A native of Lebanon, his family had moved to the U.S. to escape the violence. Soufan continued to keep tabs on the Mideast and warned officials in the 1990s about a man named Osama bin Laden.
His investigative skills, combined with a razor-sharp memory, persistence, and his ability to piece together evidence that others may not have seen were noticed at the FBI, in particular by National Security Division head, John O'Neill.

Just 13 months into his career, Soufan helped investigate the August 1998 bombings of the U.S, embassies in Kenya and Tanzania that left 224 casualties. Later he was lead investigator in the USS Cole bombings.

It was Soufan who helped pull together evidence that linked the bombings to Osama bin Laden.
O'Neill called Soufan "a national treasure." The U.S. Department of Defense commended Special Agent Soufan "as an important weapon in the ongoing war on terrorism." He also received the FBI's highest honor, The FBI Director Award/Excellence in Investigation for his role in the East African Embassy bombings case.

During his FBI tenure, Soufan interrogated numerous terrorist suspects. He did it by getting to know them, talking about their families, their country, and religion. He's described his technique as a "mental poker game," where he systematically weakens their resistance with a carefully orchestrated barrage of circumstantial evidence and facts. "You attract more flies with sugar than vinegar," he's said often.

He was in the middle of interrogating Abu Zubadayah and getting good information, when the CIA contractors, without invitation, took over. Enhanced interrogation techniques were introduced.
Soufan resigned in 2005, partly in protest of the torture, partly just weary. He had spent years combating three forces: al-Qaeda, the CIA and the Bush administration.

In 2008, Soufan formed the Soufan Group which "provides strategic security intelligence services to governments and multinational corporations. A year later he went public with his insistence that enhanced interrogation techniques are useless, inhumane, un-American, and play directly into our enemy's narrative and playbook. He was asked to testify on the Senate Judicial Committee hearing on torture, forcing the subject into the national dialogue. His 2011 book, The Black Banners, details his investigative work against Al Qaeda and furthers his calls to ban torture.

Soufan put his life on the line in several instances to protect America. Though his friend and boss John O'Neill died in the 9/11 attacks, Soufan set aside his feelings to interrogate terrorists with humanity. Then, with unwavering principles he took on the CIA. After President Bush defended the "new interrogation techniques," saying they were effective, Soufan publicly called him out on it.

Now, in the nasty wake of the Senate torture report, we should be considering a couple other things.

A Lebanese-American became one of this country's most important defenders and then, on his own -- as a private citizen -- took on the highest officials in the United States to fight for his beliefs in nonviolent interrogation.

For all the warts in our system, and for all the often brutal breaches of civility, we do still have a system that allows an Ali Soufan to exercise his freedom of speech and argue for his beliefs, even as he goes after the CIA and the White House itself.

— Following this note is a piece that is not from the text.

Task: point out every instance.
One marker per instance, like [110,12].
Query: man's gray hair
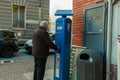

The system isn't perfect. As we've seen in the Senate torture reports, it can become very unbalanced. But it is a system which, if it doesn't encourage the Ali Soufans, it at least allows them. And when these individuals who blend facts, courage with persistence are finally heard, we do have a system that can correct itself.

Checks, balances and self-corrections are what comprise the foundation of this country. Thankfully, we have people like Soufan who come along when needed and kick us in the foundation.